More details to follow tomorrow.

 

JDW

Well-known member
Thanks for posting the performance chart, but what is the frame of reference (i.e., the comparison with a normal, spinning-platter drive in the same computer)?

And, regardless of what the benchmark charts say, how fast does it FEEL to you?

Also, from what I looked up on that Transcend 133x card, it transfers between 15MB/s to 40MB/s, with 40MB/s being absolute max. And although that is theoretically faster than what your machine is capable of (and much faster than the rates shown in your benchmark graph), it would still be a worthwhile comparison to stick an even faster CF card in there and see how it performs, both for the benchmark and for the "FEEL" test. Ditto for a significantly slower card as well.

Theory doesn't always match the experimental, especially in cases where the theory was flawed in the first place because we overlooked something (which in this case could affect performance).

 

Udo.Keller

Well-known member
Thanks for posting the performance chart, but what is the frame of reference (i.e., the comparison with a normal, spinning-platter drive in the same computer)?
You are absolutely right, here is some reference data done with the same computer, the same cabling, the same external enclosure - but

• this time with a Quantum Fireball 1280S instead: http://dl.dropbox.com/u/2545101/DSCN1938.JPG

• same as above, this time with the Fireball internal write cache disabled: http://dl.dropbox.com/u/2545101/DSCN1950.JPG

• same as above, this time with the Fireball internal read cache disabled, write cache disabled: http://dl.dropbox.com/u/2545101/DSCN1952.JPG

 

Udo.Keller

Well-known member
And, regardless of what the benchmark charts say, how fast does it FEEL to you?
Despite the performance numbers, it feels faster.
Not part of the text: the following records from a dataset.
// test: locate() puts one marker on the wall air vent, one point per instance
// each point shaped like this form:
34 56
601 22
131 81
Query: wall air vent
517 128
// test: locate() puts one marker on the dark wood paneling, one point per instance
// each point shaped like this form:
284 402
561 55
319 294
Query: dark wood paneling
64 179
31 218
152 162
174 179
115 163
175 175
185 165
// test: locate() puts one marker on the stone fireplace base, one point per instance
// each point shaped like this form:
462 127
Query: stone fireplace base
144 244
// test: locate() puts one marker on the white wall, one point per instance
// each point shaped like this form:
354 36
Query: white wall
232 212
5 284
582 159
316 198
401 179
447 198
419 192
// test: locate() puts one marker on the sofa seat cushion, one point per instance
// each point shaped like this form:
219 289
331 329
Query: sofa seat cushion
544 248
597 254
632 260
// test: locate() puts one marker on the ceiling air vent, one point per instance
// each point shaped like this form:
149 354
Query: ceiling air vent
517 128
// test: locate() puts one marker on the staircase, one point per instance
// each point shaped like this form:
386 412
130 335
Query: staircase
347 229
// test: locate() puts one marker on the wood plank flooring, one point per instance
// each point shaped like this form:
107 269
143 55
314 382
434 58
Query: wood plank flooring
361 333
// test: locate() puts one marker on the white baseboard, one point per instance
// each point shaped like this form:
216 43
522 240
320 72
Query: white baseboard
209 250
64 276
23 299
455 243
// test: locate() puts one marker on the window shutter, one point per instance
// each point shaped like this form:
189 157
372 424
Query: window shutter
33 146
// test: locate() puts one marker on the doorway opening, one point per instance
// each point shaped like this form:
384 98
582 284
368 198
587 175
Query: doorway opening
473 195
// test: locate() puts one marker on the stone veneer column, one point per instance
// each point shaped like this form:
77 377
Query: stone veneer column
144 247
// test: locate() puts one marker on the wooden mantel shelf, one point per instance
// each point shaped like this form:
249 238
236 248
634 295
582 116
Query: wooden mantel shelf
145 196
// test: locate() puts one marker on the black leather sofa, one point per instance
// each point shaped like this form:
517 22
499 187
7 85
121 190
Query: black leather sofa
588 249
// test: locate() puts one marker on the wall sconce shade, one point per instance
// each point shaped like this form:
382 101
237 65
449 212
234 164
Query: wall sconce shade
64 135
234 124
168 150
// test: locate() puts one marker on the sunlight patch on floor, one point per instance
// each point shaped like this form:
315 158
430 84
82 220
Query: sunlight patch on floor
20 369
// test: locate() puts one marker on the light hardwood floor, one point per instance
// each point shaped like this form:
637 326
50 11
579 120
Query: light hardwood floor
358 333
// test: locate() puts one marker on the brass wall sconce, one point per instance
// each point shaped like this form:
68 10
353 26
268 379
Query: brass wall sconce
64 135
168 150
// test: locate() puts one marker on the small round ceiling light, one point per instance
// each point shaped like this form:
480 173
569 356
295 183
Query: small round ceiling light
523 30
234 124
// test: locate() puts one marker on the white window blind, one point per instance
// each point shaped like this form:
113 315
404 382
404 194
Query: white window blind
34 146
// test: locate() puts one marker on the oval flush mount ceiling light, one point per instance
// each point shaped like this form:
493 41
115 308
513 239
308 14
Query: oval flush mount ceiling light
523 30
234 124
In fact, it does not only feel faster, it IS faster.

• System boot time, measured from chime to desktop with all volume icons mounted, when started from the Fireball disk, is about 53s.

• I copied the whole system drive to the CF card, with all extensions, control panels, everything, changed the startup volume to the CF volume. Startup time is about 38s now.

 

JDW

Well-known member
Thank you for the comparison between the AZTEC Monster and a normal spinning-platter hard drive. The only thing left to test at this point would be another CF card, in order to determine if the specific features of the CF cards would impact performance further. For example, if you tested a significantly faster CF card, and if the benchmarks did not change much at all and if you could not "FEEL" any difference in speed among the cards, then such would prove that the AZTEC Monster hardware is incapable of taking advantage of the CF card features that otherwise would boost READ/WRITE performance when used in hardware specifically designed to use those features.

 

tt

Well-known member
So it looks like the main advantage of the AztecMonster is the faster access and seek times which appears to enhance boot times slightly. How about timing something like copying a large file to the drives?
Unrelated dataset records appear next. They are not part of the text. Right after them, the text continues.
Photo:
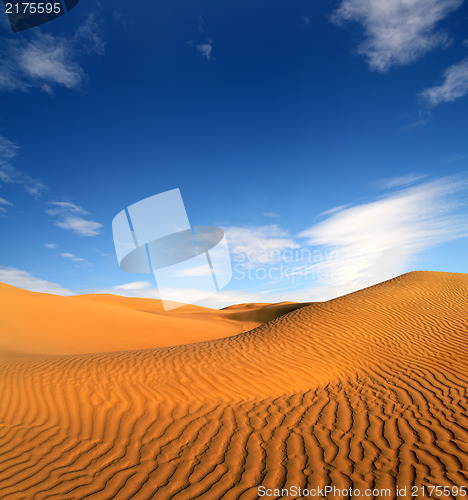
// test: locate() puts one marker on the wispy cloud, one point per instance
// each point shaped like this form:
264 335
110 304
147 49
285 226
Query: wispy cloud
4 203
205 49
258 244
42 60
74 258
379 240
23 279
70 217
402 181
134 285
11 175
397 32
273 215
454 85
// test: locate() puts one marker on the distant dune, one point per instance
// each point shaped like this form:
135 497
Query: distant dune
366 391
41 323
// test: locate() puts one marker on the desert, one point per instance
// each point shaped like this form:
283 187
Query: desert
106 397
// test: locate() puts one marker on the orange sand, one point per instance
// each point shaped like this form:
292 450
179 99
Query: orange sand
365 391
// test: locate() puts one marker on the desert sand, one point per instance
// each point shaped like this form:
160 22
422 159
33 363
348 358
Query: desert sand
103 397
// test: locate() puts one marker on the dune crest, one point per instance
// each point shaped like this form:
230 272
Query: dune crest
367 390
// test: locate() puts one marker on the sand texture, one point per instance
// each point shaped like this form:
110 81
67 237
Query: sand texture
369 390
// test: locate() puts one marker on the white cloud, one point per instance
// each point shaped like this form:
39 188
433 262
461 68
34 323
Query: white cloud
398 182
258 244
70 218
454 86
5 203
11 175
23 279
397 32
378 240
133 286
79 260
273 215
41 60
205 49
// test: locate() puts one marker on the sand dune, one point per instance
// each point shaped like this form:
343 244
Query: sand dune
40 323
369 390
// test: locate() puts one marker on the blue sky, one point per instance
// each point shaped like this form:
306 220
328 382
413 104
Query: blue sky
335 128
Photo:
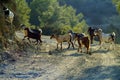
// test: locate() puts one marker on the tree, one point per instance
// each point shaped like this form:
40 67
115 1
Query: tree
117 4
52 17
23 12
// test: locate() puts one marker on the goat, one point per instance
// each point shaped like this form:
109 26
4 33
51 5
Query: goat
92 34
108 38
32 33
9 15
83 40
62 38
73 34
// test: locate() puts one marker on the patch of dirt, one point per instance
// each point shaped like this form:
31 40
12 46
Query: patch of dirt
67 64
I don't understand what the bottleneck is for sustained reads and writes. The specs of the CF card are much higher than what the real hard disk is reporting. Is it the lack of cache?

For a system such as an SE/30, would the slower SCSI bus narrow the performance gap?

http://support.apple.com/kb/TA29470?viewlocale=en_US

 

theos911

Well-known member
I wouldn't call a 35% increase "slightly faster". ::)

The main issue is the bus and overhead. An SE/30 or a Quadra wouldn't be able to get full speeds even if it had RAM Disk on the other end.